Diffusioosmosis of electrolyte solutions in fine capillaries

Abstract

Abstract An analytical study is presented for the diffusioosmotic flow of an electrolyte solution in a narrow capillary tube or slit caused by a constant concentration gradient imposed along the axial direction at the steady state. The electric double layer adjacent to the charged capillary wall may have an arbitrary thickness relative to the capillary radius. The electrostatic potential distribution on a cross section of the capillary is obtained by solving the linearized Poisson–Boltzmann equation, which applies to the case of low surface potential at the capillary wall. The macroscopic electric field induced by the imposed electrolyte concentration gradient through the capillary is determined as a function of the radial position. Closed-form formulas for the fluid velocity profile due to the combination of electroosmotic and chemiosmotic contributions are derived as the solution of a modified Navier–Stokes equation.

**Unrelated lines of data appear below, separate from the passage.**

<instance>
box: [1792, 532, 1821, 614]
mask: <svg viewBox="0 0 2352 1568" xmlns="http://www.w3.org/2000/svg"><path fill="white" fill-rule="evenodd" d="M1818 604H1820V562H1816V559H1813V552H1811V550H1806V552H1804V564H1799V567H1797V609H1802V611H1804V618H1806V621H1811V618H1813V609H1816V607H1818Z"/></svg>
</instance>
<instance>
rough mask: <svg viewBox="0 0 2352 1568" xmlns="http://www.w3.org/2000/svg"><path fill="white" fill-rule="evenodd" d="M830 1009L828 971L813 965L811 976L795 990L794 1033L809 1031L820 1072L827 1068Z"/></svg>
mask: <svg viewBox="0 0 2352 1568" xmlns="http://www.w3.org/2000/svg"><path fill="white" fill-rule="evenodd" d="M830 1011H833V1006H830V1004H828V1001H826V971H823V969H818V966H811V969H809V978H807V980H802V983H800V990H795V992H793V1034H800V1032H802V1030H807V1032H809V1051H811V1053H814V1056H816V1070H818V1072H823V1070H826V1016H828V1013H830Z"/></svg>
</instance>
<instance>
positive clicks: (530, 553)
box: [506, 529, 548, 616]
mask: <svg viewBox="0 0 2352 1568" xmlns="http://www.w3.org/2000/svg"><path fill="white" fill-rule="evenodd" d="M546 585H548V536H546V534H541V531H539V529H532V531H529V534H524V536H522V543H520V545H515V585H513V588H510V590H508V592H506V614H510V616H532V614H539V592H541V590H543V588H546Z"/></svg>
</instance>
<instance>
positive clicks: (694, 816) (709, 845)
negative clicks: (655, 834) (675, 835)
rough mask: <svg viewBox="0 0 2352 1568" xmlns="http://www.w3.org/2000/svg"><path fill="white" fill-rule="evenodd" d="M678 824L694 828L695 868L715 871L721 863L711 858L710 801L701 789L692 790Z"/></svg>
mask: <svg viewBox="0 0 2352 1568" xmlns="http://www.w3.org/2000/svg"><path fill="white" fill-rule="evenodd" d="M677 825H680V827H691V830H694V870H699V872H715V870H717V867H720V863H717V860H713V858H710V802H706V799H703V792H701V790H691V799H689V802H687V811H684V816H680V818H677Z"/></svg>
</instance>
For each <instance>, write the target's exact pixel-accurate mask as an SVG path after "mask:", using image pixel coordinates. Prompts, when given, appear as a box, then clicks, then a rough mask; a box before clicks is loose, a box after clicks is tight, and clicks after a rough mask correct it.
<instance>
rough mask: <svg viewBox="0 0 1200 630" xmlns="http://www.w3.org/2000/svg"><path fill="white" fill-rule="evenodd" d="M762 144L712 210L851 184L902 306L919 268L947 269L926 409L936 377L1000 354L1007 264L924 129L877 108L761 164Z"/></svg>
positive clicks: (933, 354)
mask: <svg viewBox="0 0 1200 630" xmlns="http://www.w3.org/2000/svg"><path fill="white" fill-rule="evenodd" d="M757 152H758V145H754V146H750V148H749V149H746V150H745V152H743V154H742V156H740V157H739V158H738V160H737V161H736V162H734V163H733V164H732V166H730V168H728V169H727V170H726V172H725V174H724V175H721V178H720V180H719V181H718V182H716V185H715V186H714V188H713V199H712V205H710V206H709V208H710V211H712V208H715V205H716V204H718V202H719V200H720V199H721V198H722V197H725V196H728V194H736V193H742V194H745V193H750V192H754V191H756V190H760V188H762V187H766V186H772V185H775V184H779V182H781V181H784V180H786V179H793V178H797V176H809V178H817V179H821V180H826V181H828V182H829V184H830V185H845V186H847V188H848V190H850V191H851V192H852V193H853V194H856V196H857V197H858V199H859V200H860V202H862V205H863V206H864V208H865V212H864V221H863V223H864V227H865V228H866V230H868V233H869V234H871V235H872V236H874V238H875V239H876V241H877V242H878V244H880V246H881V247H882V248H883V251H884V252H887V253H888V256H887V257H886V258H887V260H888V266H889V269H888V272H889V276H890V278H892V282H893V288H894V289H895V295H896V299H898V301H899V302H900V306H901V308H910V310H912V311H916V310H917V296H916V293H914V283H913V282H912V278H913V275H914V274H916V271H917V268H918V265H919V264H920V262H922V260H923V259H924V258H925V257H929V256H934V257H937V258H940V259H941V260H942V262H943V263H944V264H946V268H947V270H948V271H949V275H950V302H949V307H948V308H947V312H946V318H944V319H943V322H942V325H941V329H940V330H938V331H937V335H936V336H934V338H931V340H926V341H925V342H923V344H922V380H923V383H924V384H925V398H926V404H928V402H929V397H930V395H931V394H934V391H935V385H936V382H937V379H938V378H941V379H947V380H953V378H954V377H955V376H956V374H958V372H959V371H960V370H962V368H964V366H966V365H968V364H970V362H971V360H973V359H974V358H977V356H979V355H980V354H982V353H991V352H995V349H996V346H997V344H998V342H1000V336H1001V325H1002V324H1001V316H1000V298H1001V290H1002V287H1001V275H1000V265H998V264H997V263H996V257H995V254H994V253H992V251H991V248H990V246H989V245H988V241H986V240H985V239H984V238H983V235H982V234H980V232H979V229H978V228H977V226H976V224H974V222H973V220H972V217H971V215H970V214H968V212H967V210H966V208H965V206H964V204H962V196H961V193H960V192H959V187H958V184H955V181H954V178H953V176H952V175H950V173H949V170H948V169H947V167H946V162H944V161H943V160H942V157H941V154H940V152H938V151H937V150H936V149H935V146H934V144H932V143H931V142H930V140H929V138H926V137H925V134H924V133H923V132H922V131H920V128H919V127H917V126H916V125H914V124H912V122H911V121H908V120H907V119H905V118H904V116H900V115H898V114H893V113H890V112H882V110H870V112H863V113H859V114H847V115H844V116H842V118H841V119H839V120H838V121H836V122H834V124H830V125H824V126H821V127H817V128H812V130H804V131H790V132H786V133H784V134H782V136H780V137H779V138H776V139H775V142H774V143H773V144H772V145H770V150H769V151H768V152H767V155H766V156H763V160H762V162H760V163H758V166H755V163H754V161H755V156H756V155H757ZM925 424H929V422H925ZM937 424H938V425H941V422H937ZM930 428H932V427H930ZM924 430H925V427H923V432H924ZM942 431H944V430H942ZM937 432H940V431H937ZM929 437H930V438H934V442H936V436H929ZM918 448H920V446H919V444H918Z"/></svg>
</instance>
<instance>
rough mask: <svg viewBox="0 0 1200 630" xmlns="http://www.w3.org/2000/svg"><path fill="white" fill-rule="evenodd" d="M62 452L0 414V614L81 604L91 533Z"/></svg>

The diffusioosmotic velocity can have more than one reversal in direction over a small range of the surface potential. For a given concentration gradient of electrolyte in a capillary, the fluid-flow rate is not necessarily to increase with an increase in the electrokinetic radius of the capillary, which is the capillary radius divided by the Debye screening length. The effect of the radial distribution of the induced axial electric field in the double layer on the diffusioosmotic flow is found to be of dominant significance in most practical situations.